Defendants failed to submit the requisite Rule 7056-1 statement and therefore violated Local Bankruptcy Rule 7056-1. Such failure leaves the Court "unable to adequately assess whether there exist any genuine issues of material fact." Searight v. Doherty Enter., Inc., No. 02-CV-0604 (SJF)(JO), 2005 WL 2413590, at *1 (E.D.N.Y. Sept. 29, 2005).

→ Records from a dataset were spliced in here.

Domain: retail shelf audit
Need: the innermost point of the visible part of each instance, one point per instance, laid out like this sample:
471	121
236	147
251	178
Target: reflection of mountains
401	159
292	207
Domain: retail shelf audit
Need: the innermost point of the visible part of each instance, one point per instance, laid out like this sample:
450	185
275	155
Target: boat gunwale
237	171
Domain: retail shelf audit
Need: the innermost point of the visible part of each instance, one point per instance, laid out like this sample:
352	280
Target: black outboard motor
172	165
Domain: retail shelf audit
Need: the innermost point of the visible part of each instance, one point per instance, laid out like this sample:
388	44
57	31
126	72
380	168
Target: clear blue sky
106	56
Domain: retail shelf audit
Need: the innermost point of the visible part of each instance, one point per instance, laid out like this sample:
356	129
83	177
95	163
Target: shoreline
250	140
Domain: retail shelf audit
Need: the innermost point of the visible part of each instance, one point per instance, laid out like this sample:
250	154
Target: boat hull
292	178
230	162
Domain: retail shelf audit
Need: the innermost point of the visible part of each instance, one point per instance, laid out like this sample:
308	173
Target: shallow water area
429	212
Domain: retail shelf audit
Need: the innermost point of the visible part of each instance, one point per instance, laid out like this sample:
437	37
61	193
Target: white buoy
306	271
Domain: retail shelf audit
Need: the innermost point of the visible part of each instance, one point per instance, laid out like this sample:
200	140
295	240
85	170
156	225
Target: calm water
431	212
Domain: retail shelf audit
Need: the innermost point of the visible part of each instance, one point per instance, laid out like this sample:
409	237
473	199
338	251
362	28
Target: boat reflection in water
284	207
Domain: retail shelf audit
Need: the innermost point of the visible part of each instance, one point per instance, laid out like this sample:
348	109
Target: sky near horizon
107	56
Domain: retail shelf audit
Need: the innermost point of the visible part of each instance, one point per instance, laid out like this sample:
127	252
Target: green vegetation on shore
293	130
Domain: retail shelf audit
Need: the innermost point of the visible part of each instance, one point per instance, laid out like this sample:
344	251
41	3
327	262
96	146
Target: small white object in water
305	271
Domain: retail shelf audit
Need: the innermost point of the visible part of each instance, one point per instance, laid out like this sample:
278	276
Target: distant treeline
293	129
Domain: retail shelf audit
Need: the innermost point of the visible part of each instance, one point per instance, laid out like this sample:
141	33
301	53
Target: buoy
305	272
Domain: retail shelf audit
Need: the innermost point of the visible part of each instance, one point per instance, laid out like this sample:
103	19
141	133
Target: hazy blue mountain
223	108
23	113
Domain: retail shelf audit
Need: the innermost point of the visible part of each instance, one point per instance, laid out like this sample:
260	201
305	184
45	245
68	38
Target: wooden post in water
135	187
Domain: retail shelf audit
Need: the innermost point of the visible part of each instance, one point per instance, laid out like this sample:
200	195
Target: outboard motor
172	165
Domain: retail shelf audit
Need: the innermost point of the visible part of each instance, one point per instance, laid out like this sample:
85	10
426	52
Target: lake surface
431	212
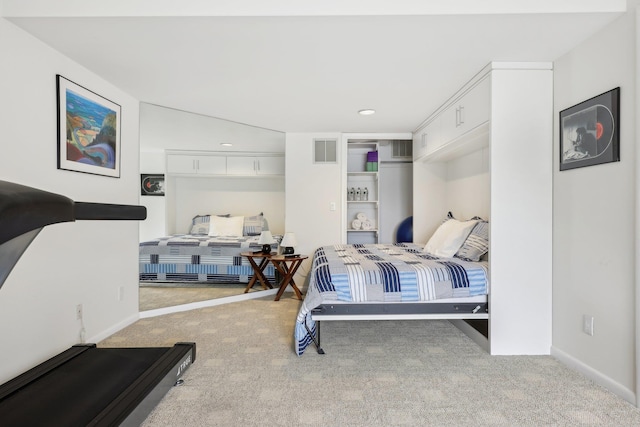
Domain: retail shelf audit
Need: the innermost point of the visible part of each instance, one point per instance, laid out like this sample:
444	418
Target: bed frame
466	308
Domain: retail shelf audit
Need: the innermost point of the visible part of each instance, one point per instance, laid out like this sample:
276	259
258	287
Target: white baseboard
115	328
472	333
594	375
207	303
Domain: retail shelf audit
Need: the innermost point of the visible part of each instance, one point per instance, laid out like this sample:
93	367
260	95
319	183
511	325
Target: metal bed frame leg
316	340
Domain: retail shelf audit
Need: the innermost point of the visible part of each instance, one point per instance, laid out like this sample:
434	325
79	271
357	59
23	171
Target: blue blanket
384	273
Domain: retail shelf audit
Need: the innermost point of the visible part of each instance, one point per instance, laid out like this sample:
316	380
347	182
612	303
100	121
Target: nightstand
287	267
258	269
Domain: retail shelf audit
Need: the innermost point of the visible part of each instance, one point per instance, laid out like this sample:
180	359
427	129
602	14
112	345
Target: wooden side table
287	266
258	269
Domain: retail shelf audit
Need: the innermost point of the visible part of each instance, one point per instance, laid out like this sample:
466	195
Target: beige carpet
375	373
153	297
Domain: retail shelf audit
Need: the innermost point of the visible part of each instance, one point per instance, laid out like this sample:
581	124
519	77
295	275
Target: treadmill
84	385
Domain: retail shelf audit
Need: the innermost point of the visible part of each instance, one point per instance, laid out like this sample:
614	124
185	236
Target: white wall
163	129
460	185
234	196
310	189
67	264
594	219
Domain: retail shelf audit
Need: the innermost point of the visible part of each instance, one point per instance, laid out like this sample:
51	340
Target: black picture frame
88	130
590	132
152	184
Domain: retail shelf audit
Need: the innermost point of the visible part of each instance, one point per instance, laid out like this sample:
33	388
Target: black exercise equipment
84	385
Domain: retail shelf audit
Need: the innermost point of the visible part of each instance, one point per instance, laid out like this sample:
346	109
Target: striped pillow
200	223
477	243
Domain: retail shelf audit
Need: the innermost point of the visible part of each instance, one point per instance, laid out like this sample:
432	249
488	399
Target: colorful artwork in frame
589	132
151	184
88	131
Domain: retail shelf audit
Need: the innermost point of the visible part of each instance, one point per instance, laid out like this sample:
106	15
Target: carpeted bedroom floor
156	296
374	373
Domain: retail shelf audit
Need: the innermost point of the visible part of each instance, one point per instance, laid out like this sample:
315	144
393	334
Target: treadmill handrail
23	209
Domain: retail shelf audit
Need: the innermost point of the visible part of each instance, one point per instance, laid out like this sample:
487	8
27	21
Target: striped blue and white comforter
384	273
199	259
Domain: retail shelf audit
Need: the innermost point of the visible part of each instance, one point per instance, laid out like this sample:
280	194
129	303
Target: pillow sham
449	237
200	224
477	243
223	226
254	225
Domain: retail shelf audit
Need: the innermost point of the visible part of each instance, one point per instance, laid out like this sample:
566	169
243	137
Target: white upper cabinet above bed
213	164
196	164
440	138
255	165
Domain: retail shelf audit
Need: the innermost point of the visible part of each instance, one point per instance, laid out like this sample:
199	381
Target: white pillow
449	237
221	226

It is firmly established that the Court has "broad discretion when addressing violations of the local rules." Id., at *1 (citing Holtz, 258 F.3d at 73 (2d Cir. 2001); Wight v. BankAmerica Corp., 219 F.3d 79, 85 (2d Cir. 2000)). Thus, although it is within the Court's discretion to deny with prejudice the Motion for failure to comply with Local Bankruptcy Rule 7056-1, see Cea v. Access 23 TV, No. 11-CV-3791 (NSR), 2015 WL 5474070, at *3 (S.D.N.Y. Sept. 15, 2015), the Court declines to do so. Rather, the Motion is denied without prejudice to re-filing at a later date. See Searight, 2005 WL 2413590, at *1 (denying summary judgment without prejudice based on movant's failure to comply with Rule 56.1); see also Cea, 2015 WL 5474070, at *3 (denying summary judgment without prejudice "in the interests of justice and a preference to resolve dispositive motions on the merits.").

III. Conclusion

For the reasons set forth above, the Motion is denied without prejudice to re-filing at a later date.

FootNotes


1. At the December 10, 2015 hearing, the Court granted defendants 30 days to re-file the motion for summary judgment. On January 8, 2016, defendants filed an Amended Motion for Summary Judgment and a Rule 7056-1 statement. [Dkt. Nos. 38 and 39].